Intervenant devant un auditoire composé d’étudiants, d’enseignants et de spécialistes du droit, l’ancien président de l’Assemblée nationale a estimé que le temps était venu d’engager une réflexion sereine sur les ajustements nécessaires à apporter au texte constitutionnel.
« Des retouches doivent être faites pour actualiser la Constitution et tenir compte des événements nouveaux », a déclaré le constitutionnaliste, tout en reconnaissant la sensibilité de certaines dispositions considérées comme intangibles. « L’édifice n’est pas construit pour l’éternité », a-t-il ajouté.
Cette rencontre scientifique marquait également la fin du mandat du professeur Dieudonné Kaluba Dibwa à la tête du Département de droit public interne de l’UNIKIN. Elle a servi de cadre à une évaluation de deux décennies de pratique constitutionnelle en République démocratique du Congo.
Le professeur Boshab a regretté le faible niveau de production scientifique et de débats académiques autour de la question constitutionnelle en RDC. Selon lui, contrairement à d’autres pays comme la France où les réformes constitutionnelles font régulièrement l’objet d’analyses approfondies, le débat congolais reste souvent dominé par les considérations politiques.

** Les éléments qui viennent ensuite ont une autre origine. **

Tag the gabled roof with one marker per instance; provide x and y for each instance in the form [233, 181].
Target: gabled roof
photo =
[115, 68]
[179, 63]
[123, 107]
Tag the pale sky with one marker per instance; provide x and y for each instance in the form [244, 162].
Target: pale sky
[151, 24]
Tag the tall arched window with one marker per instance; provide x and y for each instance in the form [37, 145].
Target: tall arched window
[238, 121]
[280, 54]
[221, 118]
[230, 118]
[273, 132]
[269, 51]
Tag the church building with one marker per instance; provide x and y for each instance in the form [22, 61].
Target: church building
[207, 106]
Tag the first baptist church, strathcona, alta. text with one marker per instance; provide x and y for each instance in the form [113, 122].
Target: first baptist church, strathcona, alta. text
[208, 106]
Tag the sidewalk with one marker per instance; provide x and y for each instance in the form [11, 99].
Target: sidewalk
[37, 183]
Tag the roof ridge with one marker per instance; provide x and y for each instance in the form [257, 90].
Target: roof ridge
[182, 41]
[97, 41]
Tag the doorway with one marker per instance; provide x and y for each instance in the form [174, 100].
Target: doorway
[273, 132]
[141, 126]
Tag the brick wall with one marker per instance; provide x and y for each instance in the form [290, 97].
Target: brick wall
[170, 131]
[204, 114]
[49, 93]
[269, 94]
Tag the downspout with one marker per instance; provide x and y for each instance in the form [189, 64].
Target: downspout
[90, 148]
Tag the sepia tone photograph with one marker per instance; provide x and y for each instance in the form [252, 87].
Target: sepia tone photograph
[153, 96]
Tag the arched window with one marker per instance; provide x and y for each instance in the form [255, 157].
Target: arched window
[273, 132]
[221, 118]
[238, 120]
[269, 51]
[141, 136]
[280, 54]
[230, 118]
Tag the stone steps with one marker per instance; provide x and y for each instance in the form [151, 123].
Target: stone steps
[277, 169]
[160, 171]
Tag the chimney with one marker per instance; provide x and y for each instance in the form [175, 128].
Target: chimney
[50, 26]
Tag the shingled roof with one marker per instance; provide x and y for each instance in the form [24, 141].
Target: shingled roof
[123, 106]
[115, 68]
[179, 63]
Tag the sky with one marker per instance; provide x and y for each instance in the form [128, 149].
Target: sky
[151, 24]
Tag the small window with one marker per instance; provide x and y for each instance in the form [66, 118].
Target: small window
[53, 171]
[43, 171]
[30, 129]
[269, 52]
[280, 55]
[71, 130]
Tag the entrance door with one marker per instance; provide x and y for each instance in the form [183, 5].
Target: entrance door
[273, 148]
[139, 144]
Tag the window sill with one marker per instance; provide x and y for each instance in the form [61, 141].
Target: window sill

« L’esprit scientifique fait défaut. Tout doit passer dans la grille d’analyse », a-t-il insisté, appelant à confier toute réflexion sur une éventuelle réforme constitutionnelle à des experts indépendants, loin des intérêts partisans.
Pour plusieurs participants, les mécanismes institutionnels mis en place en 2006 dans un contexte de sortie de conflit montrent aujourd’hui certaines limites face aux défis sécuritaires, économiques et sociaux auxquels le pays est confronté.
Alors que la question d’une révision constitutionnelle continue de diviser la classe politique congolaise, entre partisans d’une modernisation des institutions et opposants craignant une remise en cause des équilibres démocratiques, les propos du professeur Evariste Boshab remettent au centre du débat une approche fondée sur l’analyse juridique et la réflexion scientifique.